Aidsaufklärung an Schulen

Der Magistrat hat in seiner Antwort auf die Frage Nr. 957/17 über die Initiativen des Gesundheitsamtes berichtet, die sich mit der Aidsaufklärung an Schulen beschäftigen. Dazu gehören die Veranstaltungsreihe „AIDS-mobil“ sowie die Veranstaltung „HIV positiv in Frankfurt“. Außerdem wird auf den Sexualkundeunterricht  ̶  in dessen Verlauf unter anderem über HIV/AIDS und andere sexuell übertragbare Infektionen aufgeklärt wird  ̶  verwiesen.
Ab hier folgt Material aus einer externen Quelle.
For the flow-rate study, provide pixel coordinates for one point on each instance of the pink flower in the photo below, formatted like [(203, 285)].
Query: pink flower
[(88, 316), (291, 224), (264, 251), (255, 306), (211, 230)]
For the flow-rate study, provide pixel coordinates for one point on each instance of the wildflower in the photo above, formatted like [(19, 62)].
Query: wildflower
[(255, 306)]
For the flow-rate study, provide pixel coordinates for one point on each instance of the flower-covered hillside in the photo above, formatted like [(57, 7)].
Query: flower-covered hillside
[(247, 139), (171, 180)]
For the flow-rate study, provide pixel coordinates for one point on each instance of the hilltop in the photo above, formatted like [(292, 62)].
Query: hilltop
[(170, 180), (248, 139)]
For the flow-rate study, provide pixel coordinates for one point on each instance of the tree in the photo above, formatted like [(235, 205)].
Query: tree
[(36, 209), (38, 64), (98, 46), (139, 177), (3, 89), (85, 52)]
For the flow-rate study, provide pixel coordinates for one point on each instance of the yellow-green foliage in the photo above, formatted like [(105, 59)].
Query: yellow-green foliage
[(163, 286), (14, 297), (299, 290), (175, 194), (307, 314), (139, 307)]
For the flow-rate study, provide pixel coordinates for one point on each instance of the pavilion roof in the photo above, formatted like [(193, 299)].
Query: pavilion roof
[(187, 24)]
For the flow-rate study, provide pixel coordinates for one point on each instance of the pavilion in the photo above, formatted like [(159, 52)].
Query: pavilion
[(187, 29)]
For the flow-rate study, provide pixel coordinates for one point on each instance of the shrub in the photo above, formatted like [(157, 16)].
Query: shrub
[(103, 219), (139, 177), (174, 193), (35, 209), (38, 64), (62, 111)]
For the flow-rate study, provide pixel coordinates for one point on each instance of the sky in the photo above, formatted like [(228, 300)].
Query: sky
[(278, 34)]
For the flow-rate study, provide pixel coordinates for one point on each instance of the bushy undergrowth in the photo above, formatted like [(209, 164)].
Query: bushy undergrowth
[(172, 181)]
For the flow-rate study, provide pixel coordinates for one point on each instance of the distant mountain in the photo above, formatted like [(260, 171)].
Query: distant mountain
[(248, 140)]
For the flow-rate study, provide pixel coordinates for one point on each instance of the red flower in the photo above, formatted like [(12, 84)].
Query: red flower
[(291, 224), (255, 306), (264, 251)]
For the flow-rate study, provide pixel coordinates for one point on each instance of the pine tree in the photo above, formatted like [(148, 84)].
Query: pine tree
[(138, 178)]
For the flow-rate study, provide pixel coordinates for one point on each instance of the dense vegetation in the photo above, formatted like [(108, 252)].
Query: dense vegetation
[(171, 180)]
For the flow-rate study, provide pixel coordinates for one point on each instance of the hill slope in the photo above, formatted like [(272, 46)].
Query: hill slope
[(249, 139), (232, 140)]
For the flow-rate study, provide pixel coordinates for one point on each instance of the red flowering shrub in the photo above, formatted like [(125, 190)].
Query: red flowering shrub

Im Jahr 2016 wurden über die genannten Veranstaltungen des Gesundheitsamtes 1.035 Schüler*innen erreicht, im Jahr 2017 waren es 1.145. Die Initiativen zur Aidsaufklärung sollten jedoch alle Schüler*innen in Frankfurt erreichen, um die sexuelle Gesundheit der Jugendlichen durch Aufklärung über die Ansteckungsgefahren mit Hepatitis B, C, dem HI-Virus sowie Syphilis und Chlamydien zu schützen.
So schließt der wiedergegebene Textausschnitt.